Lights in or on buildings, building setbacks, signs, and awnings are part of the street lighting system, and shouldn’t be ignored. Done well, signs, awnings, exterior building lighting, and lighting from storefronts improve urban safety and livability; done badly or selfishly they erode it, degrade public spaces, and make neighborhoods less livable.

Light On Leadership

For years neighbors and merchants across the City have told us how important better street lighting is for making their streets and neighborhoods more comfortable, safe, and inviting – and how unresponsive the City has been.

Over half of the City’s street lights are owned and operated by the Streetlight Services Division of San Francisco’s Public Utilities Commission (SFPUC). SFPUC hasn’t made improving street lighting a priority, and Streetlight Services hasn’t had strong leadership. Most of the rest of our street lights are on poles owned by regulated utilities, principally PG&E. Street lights on a few streets are built and maintained by other city agencies, like Recreation and Parks or the Port.
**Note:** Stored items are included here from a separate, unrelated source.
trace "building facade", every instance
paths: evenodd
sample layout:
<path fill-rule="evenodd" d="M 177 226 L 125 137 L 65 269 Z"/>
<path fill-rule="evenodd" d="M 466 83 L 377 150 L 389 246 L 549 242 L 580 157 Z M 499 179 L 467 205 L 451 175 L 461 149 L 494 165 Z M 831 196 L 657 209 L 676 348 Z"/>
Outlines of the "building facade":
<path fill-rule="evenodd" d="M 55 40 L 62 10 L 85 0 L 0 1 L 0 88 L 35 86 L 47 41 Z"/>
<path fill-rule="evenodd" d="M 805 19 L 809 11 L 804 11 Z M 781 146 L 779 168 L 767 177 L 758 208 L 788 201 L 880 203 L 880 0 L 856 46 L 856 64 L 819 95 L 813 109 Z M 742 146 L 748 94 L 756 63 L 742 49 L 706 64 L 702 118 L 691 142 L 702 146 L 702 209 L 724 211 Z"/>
Two years ago we worked on legislation to reform San Francisco’s street frontage requirements for new buildings. It proposed requiring large new buildings with significant public frontage to provide adequate nighttime lighting to adjacent sidewalks, while preventing light trespass into residents’ windows or the night sky. Planning Department staff opposed the provision, and the sponsoring supervisor agreed to nix it. The Planning Department was wrong; large building projects should enhance the adjacent sidewalks, including lighting them appropriately. Merchants are now are pleading with the City for economic recovery grants and launching Kickstarter campaigns to install adequate sidewalk lighting in commercial districts.

We need better standards, and a City strategy for improving sidewalk lighting. Mayor Breed has made small business and commercial district recovery her highest priorities. It should be clear to all of us by now how important sidewalks and public life are to commercial vitality and community, and that getting sidewalk lighting right is an important part of helping small business and commercial districts thrive in the future.

Lighting Laggard to Lighting Leader

Fête des Lumières – LyonFollow Regarde_Muriel Chaulet, via CreativeCommons / Flickr | December, 2019.

The French city of Lyon is a great model for cities to follow. The city developed a lighting master plan decades ago, and is working on its third update. Lyon’s plan isn’t one-size fits all; it includes a menu of lighting standards for different parts of the city, from wilderness parks lit by the moon and stars to bright central-city commercial streets, along with specific lighting plans for monuments like civic buildings, churches, and bridges. Lyon approaches lighting as both an art as a science, and celebrates public lighting as public art in its annual Festival of Light which draws Lyonnais and people from around the world every winter.

It’s time for City government to see the light. The pandemic has impressed on all of us how important public spaces are to our health, our social and civic lives, and a robust, equitable, and diverse local economy. Projects like The Bay Lights have become beloved additions to our City.

Department heads at several of the agencies responsible for the city’s fractured streets governance are new or soon to be appointed, making this an opportune time to demand new thinking and effective leadership on San Francisco’s lighting standards. With a push from citizens like you and leadership from our elected and appointed officials, San Francisco can go from lighting laggard to lighting leader.